Booth Id:
ROBO076
Category:
Robotics and Intelligent Machines
Year:
2024
Finalist Names:
Baniecki, Annalise (School: ASU SCENE)
Abstract:
Within forest ecosystems, there is a need to collect real-time data on insect outbreaks, disease outbreaks, wildfires, pollution, and climate change impacts. Engineers have used systems, such as drones, to carry sensors into these forests. However, a lightweight system does not yet exist for a drone to accurately place a sensor on the trees. To solve this problem, designs for a launcher and a sensor projectile were sketched in an engineering notebook. Using newly learned SOLIDWORKS software, the sketches were transformed into CAD files. The first iteration of a prototype included seven parts that were 3D-printed and assembled. After several other design iterations were considered, four complete prototypes were produced and tested using video analysis to determine the best launcher design.

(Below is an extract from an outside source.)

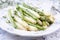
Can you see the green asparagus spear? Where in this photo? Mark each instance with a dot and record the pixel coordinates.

The prototype launcher that was attached to the drone weighs 177 grams and includes a continuous 35KG servo motor that compresses a 30-Newton spring. The launcher draws its power from the drone’s battery. Once the spring is fully compressed, the gear connected to the servo slips, causing the spring to force the tread slider forward, which autonomously launches the projectile. Three launch angles tested from the horizontal plane were analyzed. From the data collected, the 30-degree launch angle was determined to be the best, with the projectile traveling 5.0046 meters per second with a 0-degree impact distance of approximately 1.1 meters. This satisfies the project goal of designing a lightweight, durable launch and projectile mechanism that can be attached beneath a drone to accurately place sensors on trees.